Desde la dulce mañana
de aquel día, éramos novios.

—El paisaje soñoliento
dormía sus vagos tonos,
bajo el cielo gris y rosa
del crepúsculo de otoño.

Le dije que iba a besarla.
Bajó, serena, los ojos
y me ofreció sus mejillas,
como quien pierde un tesoro.

—Caían las hojas muertas,
en el jardín silencioso,
y en el aire erraba aún
un perfume de heliotropos.

No se atrevía a mirarme:
le dije que éramos novios,
…y las lágrimas rodaron
de sus ojos melancólicos.

Juan Ramón Jiménez, Rimas (1902).

Tu desnudez se ofrece como un río escapando

© Saul Leiter (1958)

Volcado sobre ti,
volcado sobre tu imagen derramada bajo los altos álamos inocentes,
tu desnudez se ofrece como un río escapando,
espuma dulce de tu cuerpo crujiente,
frío y fuego de amor que en mis brazos salpica.

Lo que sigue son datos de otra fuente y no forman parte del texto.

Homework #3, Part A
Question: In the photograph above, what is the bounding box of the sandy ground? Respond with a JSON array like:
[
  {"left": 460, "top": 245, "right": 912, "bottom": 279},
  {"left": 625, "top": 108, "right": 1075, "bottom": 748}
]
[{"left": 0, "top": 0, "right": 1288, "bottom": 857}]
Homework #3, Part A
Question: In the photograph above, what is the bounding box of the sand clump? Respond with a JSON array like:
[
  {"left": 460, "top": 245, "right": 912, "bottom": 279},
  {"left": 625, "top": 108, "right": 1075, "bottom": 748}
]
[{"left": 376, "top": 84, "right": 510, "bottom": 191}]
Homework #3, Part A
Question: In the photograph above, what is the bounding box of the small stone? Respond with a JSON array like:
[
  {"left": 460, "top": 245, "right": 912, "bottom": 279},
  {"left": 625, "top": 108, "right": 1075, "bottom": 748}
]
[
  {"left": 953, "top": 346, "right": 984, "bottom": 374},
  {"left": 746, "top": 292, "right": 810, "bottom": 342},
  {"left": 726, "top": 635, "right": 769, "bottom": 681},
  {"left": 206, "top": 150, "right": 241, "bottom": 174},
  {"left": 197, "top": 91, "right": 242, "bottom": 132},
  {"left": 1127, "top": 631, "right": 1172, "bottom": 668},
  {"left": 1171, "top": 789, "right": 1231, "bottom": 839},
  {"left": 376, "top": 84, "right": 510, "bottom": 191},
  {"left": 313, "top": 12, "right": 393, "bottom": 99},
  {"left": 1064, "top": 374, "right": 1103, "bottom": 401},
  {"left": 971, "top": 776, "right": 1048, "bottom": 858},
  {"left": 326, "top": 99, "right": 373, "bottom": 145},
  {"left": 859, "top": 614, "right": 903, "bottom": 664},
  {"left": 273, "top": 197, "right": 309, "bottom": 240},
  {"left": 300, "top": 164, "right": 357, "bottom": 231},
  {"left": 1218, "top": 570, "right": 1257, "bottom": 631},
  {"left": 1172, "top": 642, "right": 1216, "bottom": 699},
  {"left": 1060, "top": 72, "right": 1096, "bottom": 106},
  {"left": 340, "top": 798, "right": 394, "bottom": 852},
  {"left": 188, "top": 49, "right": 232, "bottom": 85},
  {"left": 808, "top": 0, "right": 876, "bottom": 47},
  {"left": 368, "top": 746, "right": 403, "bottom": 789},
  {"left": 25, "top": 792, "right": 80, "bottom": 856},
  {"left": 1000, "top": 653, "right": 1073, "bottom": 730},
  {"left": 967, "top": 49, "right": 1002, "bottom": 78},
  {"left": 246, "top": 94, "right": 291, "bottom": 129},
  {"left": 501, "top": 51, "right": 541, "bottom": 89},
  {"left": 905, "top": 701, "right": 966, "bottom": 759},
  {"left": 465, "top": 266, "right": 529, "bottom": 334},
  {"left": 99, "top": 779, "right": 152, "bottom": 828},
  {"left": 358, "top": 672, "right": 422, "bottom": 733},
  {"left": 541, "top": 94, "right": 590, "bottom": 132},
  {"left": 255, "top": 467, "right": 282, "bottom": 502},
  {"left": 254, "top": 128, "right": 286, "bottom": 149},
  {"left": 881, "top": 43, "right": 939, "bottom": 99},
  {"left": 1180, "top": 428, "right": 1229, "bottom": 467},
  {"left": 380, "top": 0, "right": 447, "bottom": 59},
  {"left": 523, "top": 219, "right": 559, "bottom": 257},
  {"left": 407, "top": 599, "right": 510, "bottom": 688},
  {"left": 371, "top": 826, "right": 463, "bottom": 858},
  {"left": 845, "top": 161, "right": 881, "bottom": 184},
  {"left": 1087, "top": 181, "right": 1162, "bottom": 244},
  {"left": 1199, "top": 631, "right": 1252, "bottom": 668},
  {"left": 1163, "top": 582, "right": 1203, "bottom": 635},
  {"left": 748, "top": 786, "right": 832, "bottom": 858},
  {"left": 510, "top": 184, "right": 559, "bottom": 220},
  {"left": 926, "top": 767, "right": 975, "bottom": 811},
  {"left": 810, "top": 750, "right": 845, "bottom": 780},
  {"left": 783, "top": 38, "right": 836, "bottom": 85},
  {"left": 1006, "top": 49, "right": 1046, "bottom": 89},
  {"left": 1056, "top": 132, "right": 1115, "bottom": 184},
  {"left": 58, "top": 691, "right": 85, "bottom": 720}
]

Por eso, si acerco mi boca a tu corriente prodigiosa,
o miro tu azul soledad, donde un cielo aún me teme,
veo una nube que arrebata mis besos
y huye y clama mi nombre, y en mis brazos se esfuma.

Por eso, si beso tu pecho solitario,
si al poner mis labios tristísimos sobre tu piel incendiada
siento en la mejilla el labio dulce del poniente apagándose,
oigo una voz que gime, un corazón brillando,
un bulto hermoso que en mi boca palpita,
seno de amor, rotunda morbidez de la tarde.

Sobre tu piel palabras o besos cubren, ciegan,
apagan su rosado resplandor erguidísimo,
y allí mis labios oscuros celan, dan, hacen noche,
avaramente ardientes: ¡ pecho hermoso de estrellas!

Tu vientre niveo no teme el frío de esos primeros vientos,
helados, duros como manos ingratas,
que rozan y estremecen esa tibia magnolia,
pálida luz que en la noche fulgura.

Déjame así, sobre tu cuerpo libre,
bajo la luz castísima de la luna intocada,
aposentar los rayos de otra luz que te besa,
boca de amor que crepita en las sombras
y recorre tu virgen revelación de espuma.

Apenas río, apenas labio, apenas seda azul eres tú, margen dulce,
que te entregas riendo, amarilla en la noche,
mientras mi sombra finge el claroscuro de plata
de unas hojas felices que en la brisa cantasen.

Abierta, penetrada de la noche, el silencio
de la tierra eres tú: ¡oh mía, como un mundo en los brazos!
No pronuncies mi nombre: brilla solo en lo oscuro,
y ámame, poseída de mí, cuerpo a cuerpo en la dicha,
beso puro que estela deja eterna en los aires.

Vicente Aleixandre, Sombra del Paraíso (1944).